Hi,
I have a single nomad client which is a macOS machine. I submitted a “batch” job that downloads and runs a binary with some arguments for me.
Once the batch job finishes, it goes into the completed
state. Now, my nomad client i.e. the mac kinda goes into screen lock – making the state of the client as “disconnected” as shown below. This is because my job had the following parameter passed: max_client_disconnect = "1h"
What happens next is that the job is kinda scheduled again – which I don’t want since it was already completed before. We can see that it goes into pending
as seen below.
Once I unlock my mac again i.e. the client becomes Ready
, the job which was pending successfully runs again. This basically means the job is run again even though it has completed successfully before.

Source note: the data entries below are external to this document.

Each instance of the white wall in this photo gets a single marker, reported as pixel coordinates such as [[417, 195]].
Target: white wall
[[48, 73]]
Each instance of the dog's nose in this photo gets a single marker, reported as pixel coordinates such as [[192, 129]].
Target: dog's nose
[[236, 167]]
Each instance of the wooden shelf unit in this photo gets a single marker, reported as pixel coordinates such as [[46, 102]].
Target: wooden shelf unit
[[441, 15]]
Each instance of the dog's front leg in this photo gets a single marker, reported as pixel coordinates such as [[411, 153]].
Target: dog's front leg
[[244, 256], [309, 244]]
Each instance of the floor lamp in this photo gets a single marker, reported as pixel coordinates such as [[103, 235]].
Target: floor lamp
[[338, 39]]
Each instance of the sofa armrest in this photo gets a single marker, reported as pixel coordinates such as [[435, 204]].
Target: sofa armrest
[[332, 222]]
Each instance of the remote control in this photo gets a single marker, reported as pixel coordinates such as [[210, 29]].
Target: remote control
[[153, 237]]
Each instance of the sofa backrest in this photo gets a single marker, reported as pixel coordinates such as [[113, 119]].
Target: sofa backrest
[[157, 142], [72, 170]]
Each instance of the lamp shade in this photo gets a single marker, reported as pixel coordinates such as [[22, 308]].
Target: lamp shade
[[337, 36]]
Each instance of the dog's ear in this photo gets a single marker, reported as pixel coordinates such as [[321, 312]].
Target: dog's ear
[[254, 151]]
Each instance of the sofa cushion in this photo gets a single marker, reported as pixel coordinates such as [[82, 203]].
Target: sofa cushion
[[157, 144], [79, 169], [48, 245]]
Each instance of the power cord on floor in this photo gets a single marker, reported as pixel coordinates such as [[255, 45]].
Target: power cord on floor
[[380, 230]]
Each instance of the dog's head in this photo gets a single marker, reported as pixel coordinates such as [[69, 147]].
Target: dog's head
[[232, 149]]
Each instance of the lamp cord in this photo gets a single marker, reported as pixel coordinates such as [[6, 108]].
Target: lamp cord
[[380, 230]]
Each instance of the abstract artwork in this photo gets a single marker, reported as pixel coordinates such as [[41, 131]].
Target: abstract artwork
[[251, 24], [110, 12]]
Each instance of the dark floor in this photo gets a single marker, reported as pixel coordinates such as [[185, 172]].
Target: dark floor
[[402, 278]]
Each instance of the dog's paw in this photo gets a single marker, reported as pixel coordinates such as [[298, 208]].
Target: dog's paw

One can confirm this by checking the 2 allocations listed below – one is 25 mins ago while the other is just a few seconds ago – both of which are completed.
How can I stop this behavior? I am already using the following block for my group
:
max_client_disconnect = "1h"
prevent_reschedule_on_lost = true
reschedule {
attempts = 0
unlimited = false
}
restart {
attempts = 0
mode = "fail"
}
but it seems to have no effect whatsoever
TLDR: a batch job which is completed is retried again if the nomad client goes down (say screen lock) for a while and then comes back up — I don’t want this.